欢迎书友访问2027小说网
首页箭头乱臣贼子_一兜薯饼箭头 第8页

第8页

    他瞅了一眼李长策跑远的背影,好奇低声问了一句,“大人,这孩子学得如何?”


    魏聿接过茶盘上的茶盏,抿了一口,“不算太蠢。”


    曹平了然。


    那就是寻常人中非常好的意思了。


    曹平伴随魏聿这么多年,知道“不算太蠢”从魏聿嘴里说出来,已经是相当高的评价了。


    当年崔灵佑在书斋里被折磨了整整两年,也只得过魏聿的一句勉强能看。


    李长策抱着书回到西厢,关上门,坐在桌边打开最上面那本《大学》,翻开第一页。


    他盯着那些字,盯了好一会儿,发现自己一个字都看不进去。


    脑子里全是魏聿讲课时曾说的一句话,“你知道我从哪里学到的谋算之道吗?”


    李长策当时没有回答。


    魏聿自己答了。


    “从死人身上。从那些修堤修死了的河工身上,从那些吃赈灾粮吃死了的灾民身上,从我在工地上眼看着塌下来的房梁下头压着的百姓身上。”

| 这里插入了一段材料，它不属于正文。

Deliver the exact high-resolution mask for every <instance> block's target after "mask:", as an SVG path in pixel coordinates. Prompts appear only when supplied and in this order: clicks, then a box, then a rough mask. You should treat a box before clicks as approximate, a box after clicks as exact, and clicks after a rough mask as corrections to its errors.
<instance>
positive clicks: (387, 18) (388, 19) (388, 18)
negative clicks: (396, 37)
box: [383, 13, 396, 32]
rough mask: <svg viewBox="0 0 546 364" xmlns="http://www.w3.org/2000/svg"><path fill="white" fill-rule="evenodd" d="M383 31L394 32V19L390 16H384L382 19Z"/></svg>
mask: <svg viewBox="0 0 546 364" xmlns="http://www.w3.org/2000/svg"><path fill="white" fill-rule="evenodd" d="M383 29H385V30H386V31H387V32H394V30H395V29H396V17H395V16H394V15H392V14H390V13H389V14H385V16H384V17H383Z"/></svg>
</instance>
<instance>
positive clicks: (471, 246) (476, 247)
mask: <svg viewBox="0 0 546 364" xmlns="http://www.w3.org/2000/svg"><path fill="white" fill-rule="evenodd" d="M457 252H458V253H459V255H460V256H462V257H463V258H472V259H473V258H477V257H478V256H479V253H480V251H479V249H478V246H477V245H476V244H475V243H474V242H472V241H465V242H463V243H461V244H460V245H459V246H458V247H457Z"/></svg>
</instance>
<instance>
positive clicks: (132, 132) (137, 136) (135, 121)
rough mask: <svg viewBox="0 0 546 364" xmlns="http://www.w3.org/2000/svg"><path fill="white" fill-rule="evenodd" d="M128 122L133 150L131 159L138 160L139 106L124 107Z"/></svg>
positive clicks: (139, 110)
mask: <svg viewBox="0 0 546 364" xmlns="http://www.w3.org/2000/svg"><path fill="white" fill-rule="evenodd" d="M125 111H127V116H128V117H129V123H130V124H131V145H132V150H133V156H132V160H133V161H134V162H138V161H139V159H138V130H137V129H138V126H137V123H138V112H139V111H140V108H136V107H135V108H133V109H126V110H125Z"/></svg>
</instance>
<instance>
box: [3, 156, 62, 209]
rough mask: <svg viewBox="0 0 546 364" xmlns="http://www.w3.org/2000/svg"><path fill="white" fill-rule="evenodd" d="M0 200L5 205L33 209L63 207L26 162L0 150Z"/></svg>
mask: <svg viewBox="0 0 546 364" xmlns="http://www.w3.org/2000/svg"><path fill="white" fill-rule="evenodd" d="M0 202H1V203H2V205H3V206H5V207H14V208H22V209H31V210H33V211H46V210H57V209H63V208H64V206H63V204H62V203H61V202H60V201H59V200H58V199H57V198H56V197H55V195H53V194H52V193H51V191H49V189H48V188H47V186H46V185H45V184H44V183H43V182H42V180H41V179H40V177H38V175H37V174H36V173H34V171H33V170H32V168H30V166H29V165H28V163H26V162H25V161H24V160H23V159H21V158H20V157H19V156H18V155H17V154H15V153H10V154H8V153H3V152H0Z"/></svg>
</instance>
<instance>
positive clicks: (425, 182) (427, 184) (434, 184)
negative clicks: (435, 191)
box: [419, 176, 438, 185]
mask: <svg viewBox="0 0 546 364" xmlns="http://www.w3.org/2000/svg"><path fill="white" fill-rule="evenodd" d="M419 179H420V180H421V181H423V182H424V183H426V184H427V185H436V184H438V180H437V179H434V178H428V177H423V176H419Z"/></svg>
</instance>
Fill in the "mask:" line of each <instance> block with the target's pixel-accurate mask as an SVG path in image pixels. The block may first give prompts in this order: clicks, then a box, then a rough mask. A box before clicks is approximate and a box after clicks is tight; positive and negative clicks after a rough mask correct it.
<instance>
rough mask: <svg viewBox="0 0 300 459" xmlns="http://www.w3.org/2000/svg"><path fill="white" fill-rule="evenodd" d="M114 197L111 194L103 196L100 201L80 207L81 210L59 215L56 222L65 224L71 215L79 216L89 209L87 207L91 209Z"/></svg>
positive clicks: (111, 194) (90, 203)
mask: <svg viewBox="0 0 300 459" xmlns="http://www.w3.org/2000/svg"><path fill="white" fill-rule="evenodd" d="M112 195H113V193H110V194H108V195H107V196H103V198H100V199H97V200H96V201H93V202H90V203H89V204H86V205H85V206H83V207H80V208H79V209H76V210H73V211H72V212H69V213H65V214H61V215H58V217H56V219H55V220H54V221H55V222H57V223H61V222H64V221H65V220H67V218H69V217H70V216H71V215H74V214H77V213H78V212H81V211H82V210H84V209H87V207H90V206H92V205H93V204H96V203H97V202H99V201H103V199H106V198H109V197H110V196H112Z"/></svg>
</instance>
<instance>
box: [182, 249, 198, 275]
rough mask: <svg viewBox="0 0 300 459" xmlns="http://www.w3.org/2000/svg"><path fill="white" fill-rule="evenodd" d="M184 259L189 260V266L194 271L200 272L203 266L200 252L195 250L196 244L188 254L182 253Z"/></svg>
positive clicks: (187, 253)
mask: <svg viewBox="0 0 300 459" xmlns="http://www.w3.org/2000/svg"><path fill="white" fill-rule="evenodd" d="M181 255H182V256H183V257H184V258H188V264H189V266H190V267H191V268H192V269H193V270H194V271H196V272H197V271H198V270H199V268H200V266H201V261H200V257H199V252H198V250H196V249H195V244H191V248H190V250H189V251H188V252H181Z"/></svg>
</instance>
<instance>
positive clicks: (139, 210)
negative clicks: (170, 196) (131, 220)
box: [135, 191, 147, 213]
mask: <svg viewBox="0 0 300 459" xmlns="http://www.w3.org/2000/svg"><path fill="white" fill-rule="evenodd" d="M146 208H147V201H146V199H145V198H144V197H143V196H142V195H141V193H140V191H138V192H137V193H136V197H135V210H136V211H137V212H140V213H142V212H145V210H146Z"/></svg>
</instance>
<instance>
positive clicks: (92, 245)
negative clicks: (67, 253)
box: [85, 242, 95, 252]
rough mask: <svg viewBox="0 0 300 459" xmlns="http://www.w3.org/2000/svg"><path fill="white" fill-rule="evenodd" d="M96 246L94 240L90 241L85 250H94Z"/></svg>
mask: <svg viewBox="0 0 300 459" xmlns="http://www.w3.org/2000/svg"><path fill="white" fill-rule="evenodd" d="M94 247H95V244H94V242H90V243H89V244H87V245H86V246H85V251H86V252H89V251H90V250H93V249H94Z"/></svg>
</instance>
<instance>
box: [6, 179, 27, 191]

    李长策深吸一口气,把脑子里的杂念甩掉,重新把目光落在书页上。


    读。拼了命也要读完。


    当天夜里,李长策做了一个梦。


    梦里他又回到了永州,站在那片废墟里。


    房子塌得很彻底,土墙全碎了,房梁断成好几截横在地上,碎瓦片和泥块堆了半人高。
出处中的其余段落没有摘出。